Si capisce come chi sia stato a favore del maggioritario per tutta una vita possa essere preoccupato di fronte ad un eventuale ritorno del proporzionale. E, pur di rimanere fedele alla propria immutabile convinzione, si schieri a favore del “Sì” al referendum costituzionale lanciando strali contro il fronte del “No”, accusato di essere formato da una accozzaglia di residuati politici preoccupati solo della propria poltrona.
Ciò che non si capisce, però, è l’ideologizzazione del maggioritario, cioè la trasformazione in ideologia totalizzante della convinzione che il meccanismo del premio di maggioranza al vincitore delle elezioni sia la soluzione migliore al problema della stabilità e della capacità decisionale delle democrazie liberali. Trasformare il maggioritario in una ideologia comporta fatalmente una fatale perdita del senso della realtà. Con il risultato di non riuscire a prendere atto che il meccanismo maggioritario garantisce stabilità ed alternanza quando il sistema politico è bipartitico, ma tende fatalmente ad incepparsi quando lo schema bipartitico diventa tripartitico o pluripartitico.
Negli Stati Uniti il sistema maggioritario e presidenziale funziona al meglio perché la pluralità delle componenti del Partito Democratico e del Partito Repubblicano finiscono sempre con il ricompattarsi in uno dei due grandi contenitori politici. In Gran Bretagna il maggioritario continua a funzionare anche se accusa qualche colpo a causa della ridotta capacità di coesione di conservatori e laburisti. Ma nel resto dell’Europa, dove il bipartitismo è stato sostituito dal tripartitismo (come in Italia) o dal pluripartitismo (come in Spagna o in Grecia), il meccanismo s’inceppa. E porta fatalmente o verso il successo delle forze più estreme o verso quelle larghe intese tra partiti antagonisti ma legati dal comune interesse per la difesa del sistema costituzionale che, per singolare paradosso, è lo stesso sbocco a cui può portare il tanto deprecato proporzionale.

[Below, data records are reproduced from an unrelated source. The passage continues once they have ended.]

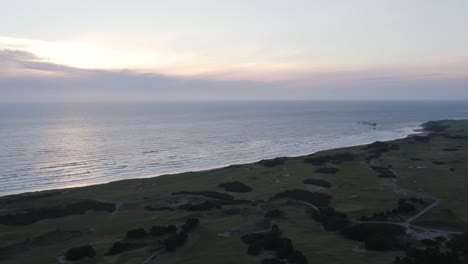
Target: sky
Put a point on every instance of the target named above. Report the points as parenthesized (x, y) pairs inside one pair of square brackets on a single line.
[(116, 50)]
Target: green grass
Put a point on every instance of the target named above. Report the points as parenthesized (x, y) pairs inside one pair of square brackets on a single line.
[(356, 191)]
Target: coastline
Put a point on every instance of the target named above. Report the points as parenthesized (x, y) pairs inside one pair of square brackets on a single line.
[(421, 131), (365, 185)]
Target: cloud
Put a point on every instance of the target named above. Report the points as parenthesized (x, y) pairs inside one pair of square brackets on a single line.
[(27, 77)]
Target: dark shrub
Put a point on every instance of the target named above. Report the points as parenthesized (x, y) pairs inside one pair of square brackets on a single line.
[(272, 261), (297, 258), (254, 250), (162, 230), (321, 183), (136, 233), (235, 187), (376, 236), (206, 205), (430, 242), (177, 240), (272, 162), (317, 199), (327, 170), (334, 159), (252, 238), (271, 241), (78, 253), (450, 149), (232, 211), (430, 255), (284, 248), (434, 126), (190, 224), (383, 172), (273, 213), (119, 247), (209, 194), (330, 219), (459, 244)]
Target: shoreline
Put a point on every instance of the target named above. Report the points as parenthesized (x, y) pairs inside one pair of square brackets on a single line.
[(421, 131)]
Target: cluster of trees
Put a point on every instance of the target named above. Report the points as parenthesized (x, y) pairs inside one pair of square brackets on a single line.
[(272, 162), (321, 183), (162, 230), (33, 215), (383, 172), (377, 236), (459, 244), (272, 241), (120, 246), (330, 219), (334, 159), (405, 205), (275, 213), (74, 254), (317, 199), (236, 187), (209, 194), (376, 149), (327, 170), (176, 240), (430, 255), (136, 233), (179, 238)]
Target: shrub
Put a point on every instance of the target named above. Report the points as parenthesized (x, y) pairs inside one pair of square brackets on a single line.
[(177, 240), (321, 183), (459, 244), (74, 254), (377, 236), (209, 194), (136, 233), (272, 261), (334, 159), (317, 199), (273, 213), (252, 238), (235, 187), (190, 224), (327, 170), (254, 250), (162, 230), (297, 258), (272, 162), (119, 247)]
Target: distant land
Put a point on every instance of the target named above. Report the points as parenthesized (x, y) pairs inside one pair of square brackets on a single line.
[(400, 201)]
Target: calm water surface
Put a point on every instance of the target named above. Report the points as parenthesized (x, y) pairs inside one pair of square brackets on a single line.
[(46, 146)]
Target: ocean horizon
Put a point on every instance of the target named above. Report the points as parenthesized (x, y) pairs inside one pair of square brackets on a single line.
[(56, 145)]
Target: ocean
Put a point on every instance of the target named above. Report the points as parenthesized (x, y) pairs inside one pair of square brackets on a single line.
[(48, 146)]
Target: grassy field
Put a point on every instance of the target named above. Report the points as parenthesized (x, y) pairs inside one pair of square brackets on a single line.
[(429, 168)]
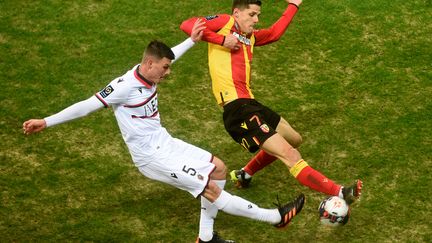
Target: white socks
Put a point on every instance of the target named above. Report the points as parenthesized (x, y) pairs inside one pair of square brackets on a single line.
[(208, 214), (240, 207)]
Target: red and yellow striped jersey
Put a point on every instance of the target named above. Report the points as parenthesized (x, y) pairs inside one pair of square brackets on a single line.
[(230, 70)]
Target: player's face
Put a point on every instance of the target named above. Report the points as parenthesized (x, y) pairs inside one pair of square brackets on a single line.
[(159, 69), (247, 18)]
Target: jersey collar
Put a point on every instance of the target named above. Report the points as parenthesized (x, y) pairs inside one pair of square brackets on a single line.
[(141, 78)]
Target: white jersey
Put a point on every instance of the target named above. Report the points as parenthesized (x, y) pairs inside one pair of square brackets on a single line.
[(135, 104), (157, 155)]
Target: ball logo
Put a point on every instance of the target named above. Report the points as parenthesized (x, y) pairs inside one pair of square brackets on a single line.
[(265, 128)]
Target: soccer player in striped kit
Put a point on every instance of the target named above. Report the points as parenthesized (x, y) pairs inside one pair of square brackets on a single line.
[(231, 42), (157, 155)]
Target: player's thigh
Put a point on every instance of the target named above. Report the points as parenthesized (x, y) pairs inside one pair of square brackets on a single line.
[(184, 173), (286, 131)]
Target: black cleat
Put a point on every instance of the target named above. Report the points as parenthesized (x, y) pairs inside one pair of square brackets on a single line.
[(352, 192), (290, 210)]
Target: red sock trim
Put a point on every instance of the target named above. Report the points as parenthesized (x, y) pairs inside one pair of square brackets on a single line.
[(258, 162), (317, 181)]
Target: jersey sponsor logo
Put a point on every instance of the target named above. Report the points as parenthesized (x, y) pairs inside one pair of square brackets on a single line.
[(107, 91), (244, 126), (146, 109), (243, 39), (210, 17)]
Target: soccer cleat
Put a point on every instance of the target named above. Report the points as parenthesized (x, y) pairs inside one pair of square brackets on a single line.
[(352, 192), (216, 239), (290, 210), (239, 179)]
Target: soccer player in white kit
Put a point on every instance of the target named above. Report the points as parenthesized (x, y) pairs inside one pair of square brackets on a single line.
[(156, 154)]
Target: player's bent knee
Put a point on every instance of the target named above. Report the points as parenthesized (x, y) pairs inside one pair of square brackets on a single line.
[(220, 171), (212, 191)]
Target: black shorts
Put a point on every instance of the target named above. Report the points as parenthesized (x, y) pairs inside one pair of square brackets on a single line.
[(250, 123)]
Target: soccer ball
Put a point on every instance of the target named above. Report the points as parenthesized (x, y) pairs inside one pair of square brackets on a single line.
[(334, 211)]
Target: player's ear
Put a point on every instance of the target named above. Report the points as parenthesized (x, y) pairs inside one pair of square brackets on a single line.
[(236, 12)]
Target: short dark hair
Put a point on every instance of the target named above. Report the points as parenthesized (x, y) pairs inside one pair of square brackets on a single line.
[(159, 50), (243, 4)]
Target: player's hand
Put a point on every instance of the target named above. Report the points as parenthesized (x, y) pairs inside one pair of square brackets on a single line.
[(33, 126), (231, 42), (296, 2), (197, 30)]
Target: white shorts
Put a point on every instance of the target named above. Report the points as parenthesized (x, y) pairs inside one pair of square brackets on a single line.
[(180, 164)]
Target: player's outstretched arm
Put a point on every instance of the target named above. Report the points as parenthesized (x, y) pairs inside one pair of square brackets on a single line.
[(33, 126), (196, 35), (296, 2), (197, 30), (72, 112)]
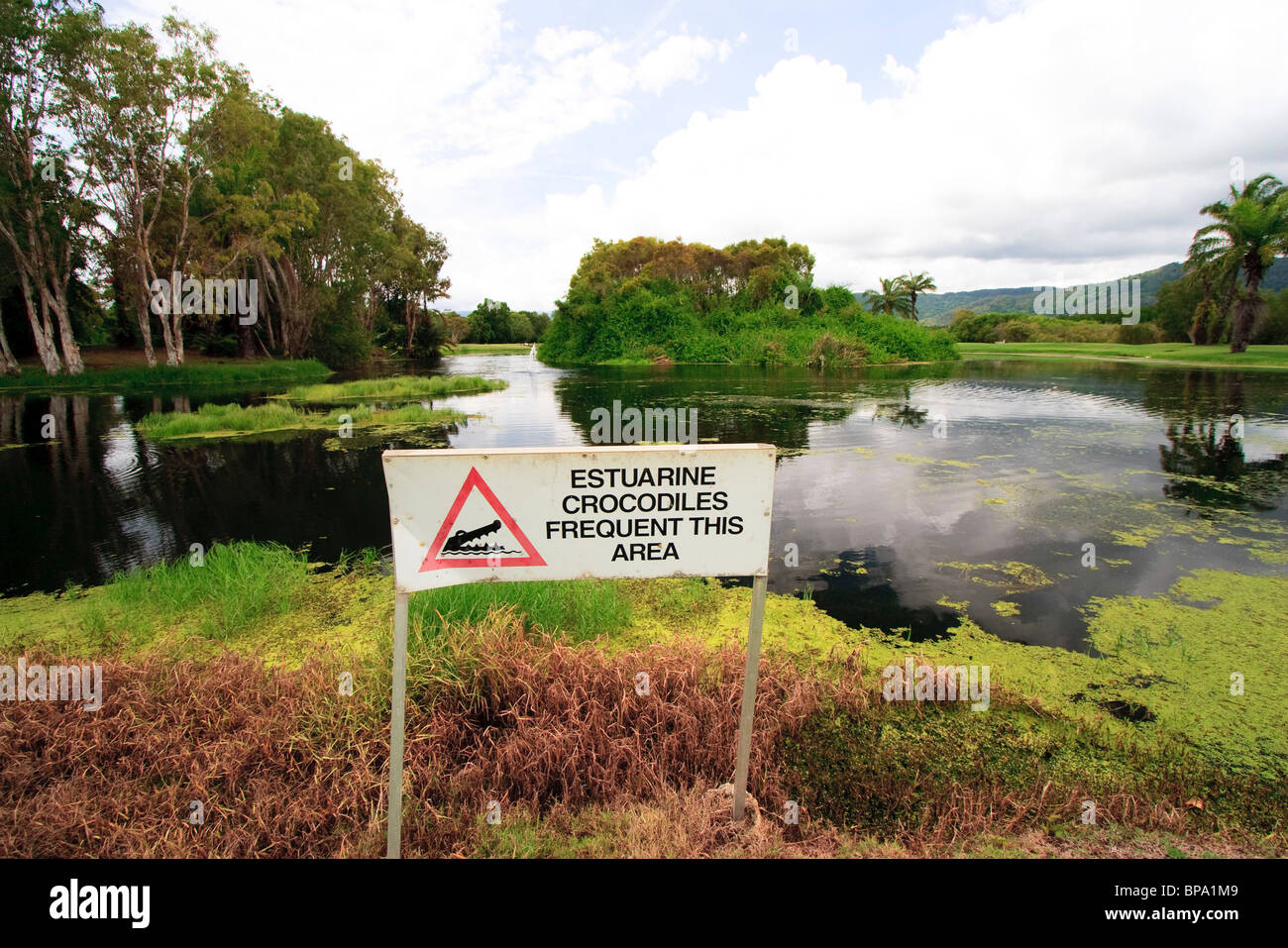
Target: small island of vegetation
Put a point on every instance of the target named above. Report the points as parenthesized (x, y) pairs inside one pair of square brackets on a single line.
[(754, 301)]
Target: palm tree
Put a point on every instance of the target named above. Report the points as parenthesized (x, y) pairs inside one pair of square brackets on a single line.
[(892, 299), (914, 283), (1249, 232)]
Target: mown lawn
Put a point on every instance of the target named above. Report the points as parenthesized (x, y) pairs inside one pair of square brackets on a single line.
[(1175, 353)]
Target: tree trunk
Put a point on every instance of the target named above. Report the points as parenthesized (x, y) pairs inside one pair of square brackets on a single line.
[(40, 327), (145, 321), (56, 301), (11, 365), (1245, 307), (1198, 329)]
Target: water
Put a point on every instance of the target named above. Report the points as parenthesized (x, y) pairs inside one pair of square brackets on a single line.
[(911, 494)]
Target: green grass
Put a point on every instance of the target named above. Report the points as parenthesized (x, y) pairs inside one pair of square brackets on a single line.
[(579, 609), (489, 350), (250, 372), (236, 586), (1180, 353), (397, 386), (235, 420)]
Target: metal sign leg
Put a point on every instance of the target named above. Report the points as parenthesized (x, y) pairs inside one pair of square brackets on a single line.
[(759, 587), (397, 724)]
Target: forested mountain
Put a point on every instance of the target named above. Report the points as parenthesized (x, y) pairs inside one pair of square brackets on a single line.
[(935, 308)]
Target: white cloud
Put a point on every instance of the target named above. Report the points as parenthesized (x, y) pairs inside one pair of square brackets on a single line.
[(674, 59), (1077, 137), (557, 43), (901, 75)]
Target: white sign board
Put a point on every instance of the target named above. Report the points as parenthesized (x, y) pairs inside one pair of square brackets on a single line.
[(571, 514), (566, 514)]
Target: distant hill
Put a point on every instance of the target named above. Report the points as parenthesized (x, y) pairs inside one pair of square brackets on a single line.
[(934, 308)]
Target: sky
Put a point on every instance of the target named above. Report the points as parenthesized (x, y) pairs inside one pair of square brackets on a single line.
[(990, 143)]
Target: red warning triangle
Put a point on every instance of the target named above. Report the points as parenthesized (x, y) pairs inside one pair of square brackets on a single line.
[(460, 545)]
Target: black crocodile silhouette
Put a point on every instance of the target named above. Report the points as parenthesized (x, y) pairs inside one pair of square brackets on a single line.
[(456, 543)]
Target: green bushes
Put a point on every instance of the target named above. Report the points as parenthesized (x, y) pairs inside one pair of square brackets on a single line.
[(1012, 327), (754, 303)]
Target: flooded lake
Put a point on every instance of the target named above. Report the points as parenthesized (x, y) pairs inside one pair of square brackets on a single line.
[(1016, 492)]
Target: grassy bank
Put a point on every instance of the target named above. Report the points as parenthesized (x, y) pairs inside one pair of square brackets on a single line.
[(1158, 353), (397, 386), (527, 694), (192, 373), (240, 421), (489, 350)]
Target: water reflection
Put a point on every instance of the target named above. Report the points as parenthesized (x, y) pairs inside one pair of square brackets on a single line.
[(900, 523)]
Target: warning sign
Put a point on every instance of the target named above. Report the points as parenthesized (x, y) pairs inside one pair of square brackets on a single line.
[(497, 541), (559, 514)]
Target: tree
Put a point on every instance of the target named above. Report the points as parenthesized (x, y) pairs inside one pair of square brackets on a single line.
[(456, 327), (914, 283), (894, 298), (43, 209), (1249, 231), (489, 322), (140, 132)]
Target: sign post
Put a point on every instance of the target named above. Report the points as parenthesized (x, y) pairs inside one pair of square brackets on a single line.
[(639, 511)]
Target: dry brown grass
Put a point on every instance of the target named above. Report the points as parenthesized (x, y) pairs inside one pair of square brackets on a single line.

Nel nostro Paese la l’ideologizzazione del maggioritario impedisce di comprendere che il passaggio dal bipartitismo al tripartitismo apre la strada, come dimostrato dalle elezioni comunali di Roma, Torino e Napoli, al trionfo di una forza antisistema come il Movimento 5 Stelle. La riforma costituzionale voluta da Matteo Renzi per trasformare il suo partito personale nell’asse portante del sistema politico è destinata a provocare inevitabilmente la ripetizione a livello nazionale dell’effetto Raggi o dell’effetto Appendino. Cioè la vittoria dei grillini. A dispetto dei maggioritaristi ideologizzati, quindi, chi vota “Sì” al referendum vota non per Renzi ma per Beppe Grillo. Il ché è bene metterlo in chiaro prima che sia troppo tardi!